La femme arabe devrait-elle se résigner à végéter en queue de liste
dans les priorités des hommes qui gouvernent ? Tous les pays arabes
unanimes semblent avoir opté pour cette alternative du pire. Il y a
évidemment l'exception tunisienne mais pourra-t-elle résister, cette
exception, à la contagion locale ? Il faut aussi considérer l'événement
que constitue l'élection de quatre koweïtiennes au Parlement. Ce n'est
pas beaucoup pour un pays où plus de la moitié des électeurs sont des
femmes mais c'est un pas en avant et dans la bonne direction. Cependant,
je retiens surtout de cette élection la formidable performance réalisée
par Dhikra Rachidi, la cinquième candidate qui a perdu, et pour cause.
Elle n'a obtenu que 7% des suffrages mais ils feront date, car arrachés
dans une région tribale des plus fermées. Dans ce genre de
circonscription, la candidature d'une femme est une atteinte à l'honneur
de la tribu. Quant aux quatre élues, les députés intégristes qui sont
passés au travers, leur promettent déjà mille et un tourments. Ceci dit,
cette petite révolution féministe ne pourra que susciter des émules et
des vocations dans les pays voisins, notamment en Arabie saoudite.
Certes, les dirigeants du royaume font mine de vouloir réformer la vie
politique et sociale, mais les faits démentent les intentions. Ici, on
relance le débat sur les châtiments corporels que méritent les femmes
dépensières. Là, on restreint leur accès aux salles de culture physique,
pour des raisons futiles, bien sûr.

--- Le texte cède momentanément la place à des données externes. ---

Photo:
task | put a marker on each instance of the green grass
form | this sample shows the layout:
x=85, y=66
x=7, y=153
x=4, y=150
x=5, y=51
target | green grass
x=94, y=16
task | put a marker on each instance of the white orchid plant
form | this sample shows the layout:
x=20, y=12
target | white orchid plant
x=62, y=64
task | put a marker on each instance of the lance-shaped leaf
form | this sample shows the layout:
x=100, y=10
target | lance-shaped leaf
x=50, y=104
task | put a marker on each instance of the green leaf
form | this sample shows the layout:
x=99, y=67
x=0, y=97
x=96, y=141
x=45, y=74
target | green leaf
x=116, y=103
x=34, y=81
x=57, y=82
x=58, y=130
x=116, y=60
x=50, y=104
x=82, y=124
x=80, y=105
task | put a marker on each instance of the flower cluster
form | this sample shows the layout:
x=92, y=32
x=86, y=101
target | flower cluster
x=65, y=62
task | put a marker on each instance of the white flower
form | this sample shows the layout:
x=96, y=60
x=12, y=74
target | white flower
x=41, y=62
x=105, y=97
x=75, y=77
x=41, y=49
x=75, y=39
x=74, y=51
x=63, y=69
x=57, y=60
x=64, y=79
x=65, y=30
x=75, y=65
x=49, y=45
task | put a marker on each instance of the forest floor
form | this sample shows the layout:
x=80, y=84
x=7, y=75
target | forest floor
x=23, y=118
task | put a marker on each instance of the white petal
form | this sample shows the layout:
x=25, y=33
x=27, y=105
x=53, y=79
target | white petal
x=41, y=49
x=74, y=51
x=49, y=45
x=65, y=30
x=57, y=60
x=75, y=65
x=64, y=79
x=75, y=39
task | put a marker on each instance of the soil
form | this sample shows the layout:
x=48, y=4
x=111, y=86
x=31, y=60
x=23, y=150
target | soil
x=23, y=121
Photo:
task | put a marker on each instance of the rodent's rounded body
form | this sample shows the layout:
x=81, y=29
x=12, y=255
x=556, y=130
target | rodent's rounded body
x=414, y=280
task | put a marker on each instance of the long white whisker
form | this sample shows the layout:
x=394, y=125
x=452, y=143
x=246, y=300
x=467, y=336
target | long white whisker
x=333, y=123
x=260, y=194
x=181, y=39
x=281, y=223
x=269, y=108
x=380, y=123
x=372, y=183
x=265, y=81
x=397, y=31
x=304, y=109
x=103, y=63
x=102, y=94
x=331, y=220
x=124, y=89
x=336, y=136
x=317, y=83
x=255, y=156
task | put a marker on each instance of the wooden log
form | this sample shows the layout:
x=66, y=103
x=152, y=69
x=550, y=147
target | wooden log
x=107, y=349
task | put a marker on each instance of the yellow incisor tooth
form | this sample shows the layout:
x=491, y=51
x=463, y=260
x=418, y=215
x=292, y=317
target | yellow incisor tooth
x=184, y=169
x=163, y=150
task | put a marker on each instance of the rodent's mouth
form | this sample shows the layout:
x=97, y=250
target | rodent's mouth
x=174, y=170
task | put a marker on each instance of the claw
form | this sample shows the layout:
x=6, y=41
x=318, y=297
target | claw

Quant à la plus contestée des
réformes, elle consiste en un projet d'exclure les femmes de l'espace de
la circumambulation de la Kaâba, lors du pèlerinage. Une théologienne
renommée, qu'on ne peut soupçonner de féminisme, a protesté contre cette
idée qui lèse les droits des femmes. Les théologiens mâles sont
d'accord, eux, pour isoler les femmes dans les étages lors de la grande
prière autour de la Kaâba. Parmi eux, nous retrouvons sans surprise le
nouvel ami de l'Algérie et de ses médias, le prédicateur A'idh Al-Kirani
qui nous fait l'honneur de nous réapprendre l'Islam. Il est vrai que
c'est une tâche facile dans un pays où on peut affirmer, sans fausse
pudeur, que le wahhabisme est un courant «rénovateur ». L'écrivaine
saoudienne contestataire Wajiha Al- Howeidar sait mieux que quiconque
les conditions draconiennes imposées aux femmes du royaume. Elle refuse
notamment de s'estimer satisfaite parce qu'on annonce quelques timides
réformes dans ce pays fermé. Alors, sommée de modérer ses critiques et
de revoir ses exigences concernant la condition féminine, elle pose ses
conditions : «J'arrêterai de revendiquer des droits pour la femme
saoudienne :
- Lorsque je verrai des femmes saoudiennes sans qualifications occuper
de hautes fonctions, telles que gouverneur, ministre, ambassadrice,
Premier ministre ou députée, ou tout autre poste politique élevé. Et de
devoir ces positions au simple fait de bénéficier de relations
influentes grâce aux liens du clan, de la tribu et du sang.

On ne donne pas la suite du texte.